|Current mood:|| depressed|
I'm jealous. I'm so fucking jealous.
Love is hard to come by...touch, comfort...peace. Perfection. None of which I'm allowed to have, apparently. But I have had it, but as you know my source of such feelings signs off every night and then I'm fine, but still...
I IMed her...questioning why she hadn't IMed me. I asked her to call me. I heard his voice in the background...the voice of her Casey. Her love; her lover. So, I withdrew. I gave them the time to do what they want. Then I ask her a typically stupid question...and find out the delay in her response was post sexual activities cuddling. And then she leaves.

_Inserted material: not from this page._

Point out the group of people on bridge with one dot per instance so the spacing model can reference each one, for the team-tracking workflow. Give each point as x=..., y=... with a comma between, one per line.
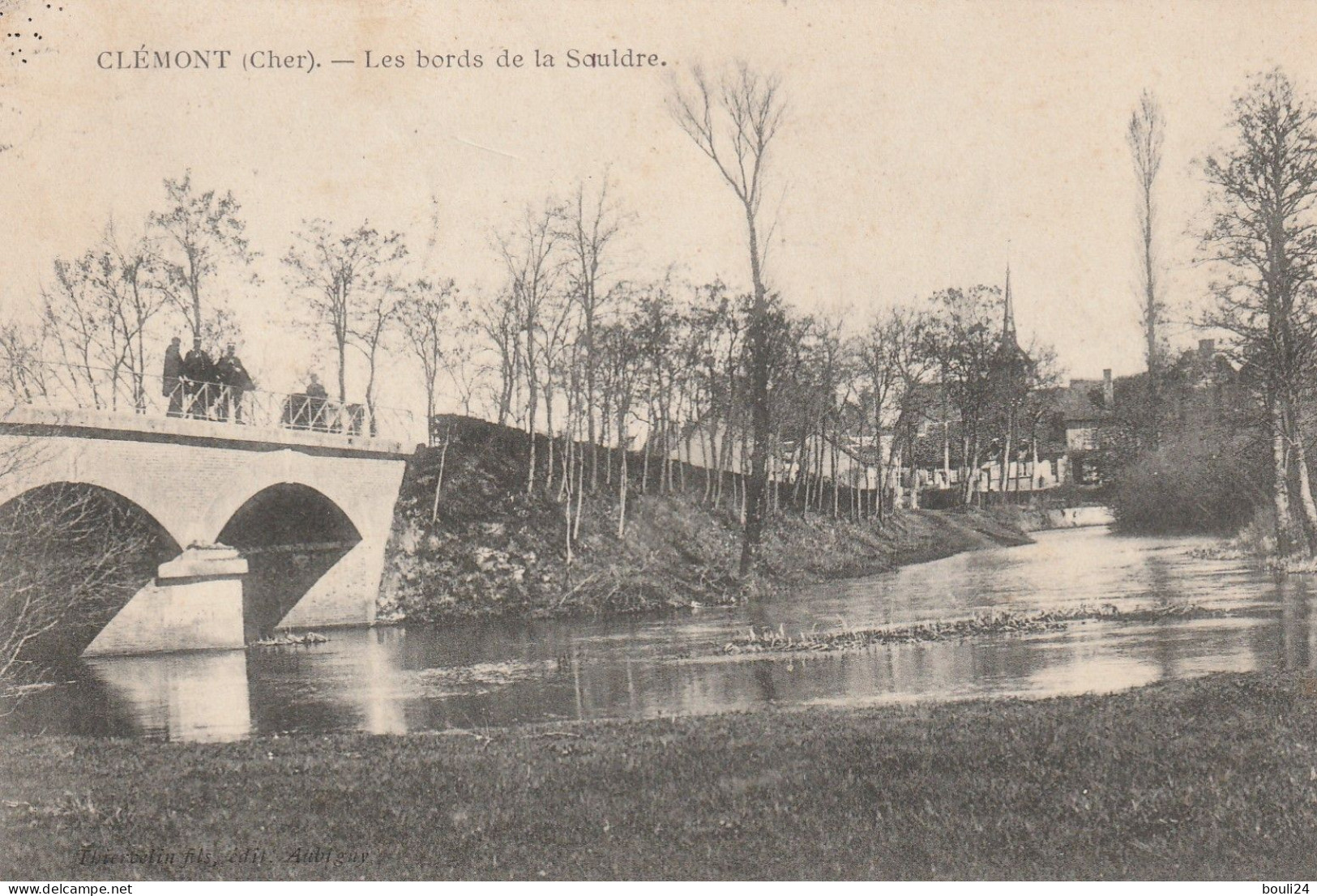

And I'm so fucking jealous. Not because she's my ex, that's the least significant thing in the world...but, because she has him, and so near to her, and she doesn't have to spend 300 dollars just for a week, because she can call him and touch him and go out with him and play games with him and he can see on a daily basis how beautiful she is and because they can live together and are planning to and because there's not a million fucking miles between her residence and the other side of the country where he lives. Because I don't have half the chance to stop responding to IMs because I'm with him.
Because sometimes when she doesn't get to be with him for a few days she says she's lonely and she misses him.
Because I'm lonely...all the fucking time. I'm jealous. I'm not impatient, it's not as if I can't and won't wait forever until we can be closer...but, I just wish I had half the chance she does to neglect the rest of the world for her person who means more than anything else.